Cherry Blossoms: The average first date of cherry blossoms peak bloom is now April 1st, according to Climate Central. Data was analyzed from 1981 to 2010. The previous average peak bloom date was April 6, with data analyzed from 1931-1960. The National Park Service noted that D.C. is warming an average 1.6 degrees Celsius per century. Earlier bloom dates could put cherry blossoms at risk for damage. For example if you get a few warm days in February followed by a shot of very cold air, trees may become damaged. As the trees are flowering early, they are vulnerable to cold air since it's still winter.
Mosquitoes: A warmer climate in D.C. means a better habitat for bugs and insects, some of which carry diseases that are a threat to our health.
The data for D.C. shows that on average the city is experiencing five additional mosquito "Disease Danger Days", compared to a half-century ago.
Scientists believe that warmer temperatures will contribute to more people being at risk for contracting mosquito borne illnesses, such as Dengue, Zika virus, Chikungunya virus and West Nile. Warmer weather gives mosquitoes a better environment, more time to transmit diseases and new locations to thrive in.
U.S. 2019 Trend
In 2019, wet was the keyword. It was the second wettest year on record in the U.S., according to the National Oceanic and Atmospheric Administration. The wettest year on record in the U.S. was 1973.

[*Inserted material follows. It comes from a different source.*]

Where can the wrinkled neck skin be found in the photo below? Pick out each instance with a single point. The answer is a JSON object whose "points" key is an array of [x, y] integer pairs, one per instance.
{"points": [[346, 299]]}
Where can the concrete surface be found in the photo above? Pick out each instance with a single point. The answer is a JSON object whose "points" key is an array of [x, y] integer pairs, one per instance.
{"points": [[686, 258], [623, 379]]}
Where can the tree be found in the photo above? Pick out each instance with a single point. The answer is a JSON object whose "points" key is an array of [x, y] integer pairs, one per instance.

In terms of temperatures, 2019 was the coolest year across the lower 48 states, since 2014. Despite, the cooler year the temperatures were still above average. Last year, the average temperature in the U.S. was 52.7 degrees, which is 0.7 of a degree above the 20th-century average, NOAA officials said.
Georgia and North Carolina each saw their hottest years on record, while Alaska continued to see record warmth with the state's warmest year on record.
The 2010s showed a trend of an increasing number of billion-dollar flooding events.
In 2019 alone, NOAA reported 14 weather and climate events which cost more than 1 billion dollars each. These include Hurricane Dorian and flooding in Missouri, Arkansas and Mississippi River flooding.